Some popular social networking companies include:
- Google Inc. (GOOG)
- LinkedIn Corporation (LNKD)
- QuePasa Corporation (QPSA)
- Renren Inc. (RENN)
- SINA Corporation (SINA)
- United Online Inc. (UNTD)
Investors Seek Out Profitable Blue Chips
With recent IPOs like LinkedIn and Groupon Inc. (GRPN) now trading near their 52-week lows, down 36% and 41% respectively, it seems that the market has soured toward many non-profitable Internet stocks. Instead, many investors are seeking out safe-haven investments, while others are waiting for upcoming high-profile IPOs like that of Facebook.
Social networking itself may also become a saturated industry. The barriers to entry for those looking to make a Facebook clone are virtually nil. For instance, phpFox can be purchased for under $100 and enable almost anyone to set up a social networking website. Meanwhile, larger players are making it increasingly difficult to attract long-term members.
Finally, many social networking websites are finding it very difficult to monetize their properties. With the exception of Facebook and some Chinese competitors, very few social media websites have been able to generate a consistent income. This is especially true in the case of LinkedIn, which may require a booming jobs market in order to turn a profit.
Technicals Point Toward a Bearish Future
While fundamentals have always been a struggle in social networking, technical indicators seemed to point toward a bullish future. Internet investments have been all the rage in the venture capital industry (despite net losses), while many IPOs surged sharply higher during their first days of trading. Unfortunately, the tide is now turning.
Earlier this week, companies like LinkedIn and Groupon both fell sharply despite an overall market rally, which is a clear bearish signal. These declines have also led the sector to break several key long-term moving averages, which are used by market technicians to set price floors and breakout points for daily trading.
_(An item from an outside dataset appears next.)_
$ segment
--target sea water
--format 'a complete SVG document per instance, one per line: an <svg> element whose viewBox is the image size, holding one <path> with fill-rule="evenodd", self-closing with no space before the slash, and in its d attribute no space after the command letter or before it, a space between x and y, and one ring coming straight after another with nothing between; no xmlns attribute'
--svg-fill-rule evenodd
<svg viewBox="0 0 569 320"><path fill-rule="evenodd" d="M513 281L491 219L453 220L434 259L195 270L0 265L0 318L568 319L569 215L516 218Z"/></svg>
In the end, these stocks may start to go the way of Netflix Inc. (NFLX). That is, once investors begin to see the problems the selling may be difficult to stem for awhile. Long-term investors may therefore want to re-evaluate their positions in this sector before it’s too late, while those looking to bottom fish can look for cheap call options to play any future upside.
Disclosure: I have no positions in any stocks mentioned, and no plans to initiate any positions within the next 72 hours.